Adventures with ElasticSearch and 53 million records

Published in

Bluetrino

8 min readFeb 27, 2019

A few weeks ago I was tasked with importing data into a system we had built on top of elastic. At this point I was very happy with elastic, how it performed along with all the cool Indexing features it brought to the party.

For those that don’t know, ElasticSearch is a document store, which indexes the documents in such a way that retrieving them is super quick, which is exactly what I needed.

We are using the managed cloud version of elastic from elastic.co, the great part about it is that you don’t need to work very hard to get your cluster setup and encryption at rest [security].

My initial tests using the elastic bulk API and with small data-sets ranging in the few thousands were positive, however they did take a fair amount of time as my strategy was fairly cumbersome and hacky.

My next strategy to import the data was to use a recursive AWS Step function running a lambda function in the backend.

Fairly straight forward, the import rule however has an exponential back-off timer on errors. and I wait 30 seconds between each run just to let the data settle.

The biggest problem i faced here was the rate at which I was pushing data into elastic, considering my instances had a maximum queue size of 200 with 2 worker threads each.

My Lambda function took the form of: [S3 File Stream] => [CSV Parse] => [Custom Data Mapping and Cleansing] => [Data Storage] => [Analytics Collection]

My initial concurrent tests weren’t bad, I was importing about 60 000 records every minute.

credits: https://giphy.com/gifs/doctorwho-doctor-who-cybermen-nX9xqW0jpsGgE

But this spurred me onto moving towards parallelism to get the data in faster, no one likes waiting for their data!

This is when my schooling in NodeJs streams began and my realization of how little I knew at the time.
I was attempting to manage backpressure using limits on my Lambda function, the other problem I faced here was that the Lambda function could time out at any point, so I wrote highly convoluted logic to try and prevent all of this, destroying streams and storing buffer bookmarks, accounting for streams being at different points in their read and write cycles.
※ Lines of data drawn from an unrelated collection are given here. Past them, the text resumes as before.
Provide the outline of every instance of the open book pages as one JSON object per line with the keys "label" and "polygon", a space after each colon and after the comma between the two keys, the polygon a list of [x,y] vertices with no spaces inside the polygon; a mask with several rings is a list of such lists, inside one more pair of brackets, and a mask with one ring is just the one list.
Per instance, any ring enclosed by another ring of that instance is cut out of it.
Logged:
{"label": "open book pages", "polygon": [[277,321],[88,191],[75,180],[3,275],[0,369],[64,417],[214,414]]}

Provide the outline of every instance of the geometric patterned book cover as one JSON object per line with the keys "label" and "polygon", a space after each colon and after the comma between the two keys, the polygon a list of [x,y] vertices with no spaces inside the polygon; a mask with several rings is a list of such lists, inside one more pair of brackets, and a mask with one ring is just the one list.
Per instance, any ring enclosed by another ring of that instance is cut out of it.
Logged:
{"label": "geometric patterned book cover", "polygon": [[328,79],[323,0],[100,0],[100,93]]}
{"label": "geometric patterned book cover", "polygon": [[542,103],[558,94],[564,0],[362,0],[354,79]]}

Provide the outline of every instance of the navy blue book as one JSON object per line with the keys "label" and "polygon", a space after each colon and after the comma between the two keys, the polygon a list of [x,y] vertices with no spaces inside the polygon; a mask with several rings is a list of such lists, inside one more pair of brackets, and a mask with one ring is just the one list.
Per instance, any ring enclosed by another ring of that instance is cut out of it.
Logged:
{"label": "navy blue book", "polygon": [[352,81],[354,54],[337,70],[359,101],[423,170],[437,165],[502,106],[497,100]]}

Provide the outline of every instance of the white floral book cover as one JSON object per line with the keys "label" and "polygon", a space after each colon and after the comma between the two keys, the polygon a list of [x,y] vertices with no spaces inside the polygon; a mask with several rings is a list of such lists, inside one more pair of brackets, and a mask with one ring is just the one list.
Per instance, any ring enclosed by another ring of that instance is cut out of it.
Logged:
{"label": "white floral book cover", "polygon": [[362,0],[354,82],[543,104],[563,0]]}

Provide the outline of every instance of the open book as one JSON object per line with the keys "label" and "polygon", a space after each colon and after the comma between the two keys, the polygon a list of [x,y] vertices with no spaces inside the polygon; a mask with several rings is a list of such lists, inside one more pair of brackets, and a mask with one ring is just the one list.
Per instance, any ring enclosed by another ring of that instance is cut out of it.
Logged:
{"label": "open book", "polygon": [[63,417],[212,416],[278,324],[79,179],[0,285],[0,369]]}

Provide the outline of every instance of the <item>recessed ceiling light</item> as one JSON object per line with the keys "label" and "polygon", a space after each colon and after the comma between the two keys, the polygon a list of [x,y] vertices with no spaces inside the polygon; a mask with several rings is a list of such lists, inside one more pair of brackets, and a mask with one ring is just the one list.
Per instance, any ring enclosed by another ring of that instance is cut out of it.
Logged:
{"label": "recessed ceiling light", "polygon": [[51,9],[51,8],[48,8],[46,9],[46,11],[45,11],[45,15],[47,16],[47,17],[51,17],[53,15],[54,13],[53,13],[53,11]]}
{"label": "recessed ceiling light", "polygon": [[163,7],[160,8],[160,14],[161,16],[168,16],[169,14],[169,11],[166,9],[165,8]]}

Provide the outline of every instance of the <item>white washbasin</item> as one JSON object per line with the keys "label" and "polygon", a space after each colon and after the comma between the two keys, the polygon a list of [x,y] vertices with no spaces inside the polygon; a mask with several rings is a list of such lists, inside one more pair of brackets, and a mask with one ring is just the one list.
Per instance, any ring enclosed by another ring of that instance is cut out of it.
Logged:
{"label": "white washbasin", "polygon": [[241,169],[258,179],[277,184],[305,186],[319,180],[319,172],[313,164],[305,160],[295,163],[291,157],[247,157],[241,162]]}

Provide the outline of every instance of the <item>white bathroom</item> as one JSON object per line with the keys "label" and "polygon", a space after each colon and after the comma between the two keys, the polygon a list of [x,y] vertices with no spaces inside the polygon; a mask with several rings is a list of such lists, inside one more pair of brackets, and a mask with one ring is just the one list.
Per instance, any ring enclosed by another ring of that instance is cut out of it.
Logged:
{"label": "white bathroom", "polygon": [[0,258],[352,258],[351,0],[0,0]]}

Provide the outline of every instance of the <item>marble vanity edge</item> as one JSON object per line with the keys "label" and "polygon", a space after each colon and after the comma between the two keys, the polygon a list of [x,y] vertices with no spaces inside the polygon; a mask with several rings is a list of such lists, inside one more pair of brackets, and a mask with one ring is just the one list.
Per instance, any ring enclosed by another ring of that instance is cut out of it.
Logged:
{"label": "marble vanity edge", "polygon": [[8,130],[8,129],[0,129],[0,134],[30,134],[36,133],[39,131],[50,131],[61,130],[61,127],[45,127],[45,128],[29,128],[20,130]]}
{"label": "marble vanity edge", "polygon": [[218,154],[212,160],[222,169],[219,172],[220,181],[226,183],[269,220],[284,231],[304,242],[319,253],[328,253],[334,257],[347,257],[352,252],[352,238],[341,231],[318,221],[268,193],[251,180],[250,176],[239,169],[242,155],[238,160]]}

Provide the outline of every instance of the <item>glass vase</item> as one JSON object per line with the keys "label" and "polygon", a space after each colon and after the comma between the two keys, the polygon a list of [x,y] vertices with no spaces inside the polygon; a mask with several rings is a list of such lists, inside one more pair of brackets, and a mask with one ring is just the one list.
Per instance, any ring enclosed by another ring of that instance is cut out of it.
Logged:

Using Lambda and Step functions I could initially load data into elastic at around 400 000 records in 30 seconds, which was great but it also seems I was ignoring that some of my logic was incorrect and that elastic was fine with this magnitude of data at the beginning of an index but when you are using the <Update API> for everything, things start getting a little hairy.

Logstash

My latest strategy was to offload some pressure from myself and ditch the lambda functions as they were just complicating the whole thing. At this point I asked myself why not use logstash, so off I went on a tangent trying to get logstash working on an ubuntu ec2 instance, after fiddling with it for much of a saturday morning I finally got it working:

input {
  s3 {
    "access_key_id" => "<ACCESS KEY>"
    "secret_access_key" => "<SECRET ACCES KEY>"
    "bucket" => "<LE BUCKET>"
    "region" => "eu-west-1"
    "codec" => plain { charset => "ISO-8859-1" }
    "additional_settings" => {
      "force_path_style" => true
      "follow_redirects" => false
    }
    "sincedb_path" => "/dev/null"
  }
}
filter {
  csv {
    autodetect_column_names => true
    skip_empty_rows => true
  }
}
output {
  elasticsearch {
    hosts => ["<elastic host>"]
    user => "<username>"
    password => "<user password>"
  }
}

One thing is quite interesting here ”codec” => plain { charset => “ISO-8859–1” } the files that I was receiving were dumped from a MS SQL 2012 instance, this was due to legacy systems running off this database, what the file dump had done was it had encoded it as Unicode(MS SQL default) and not the preferred Utf-8. After this change I could eventually start running my pipeline.

Much to my dismay, the first 3Gb file which I could not edit had a header that was misplaced, so all my subsequent data was skewed and assigned to the wrong properties. At this point I was not willing to write a grok filter to clean my csv file as I didn’t know what else was going to come out the woodwork once I started digging deeper.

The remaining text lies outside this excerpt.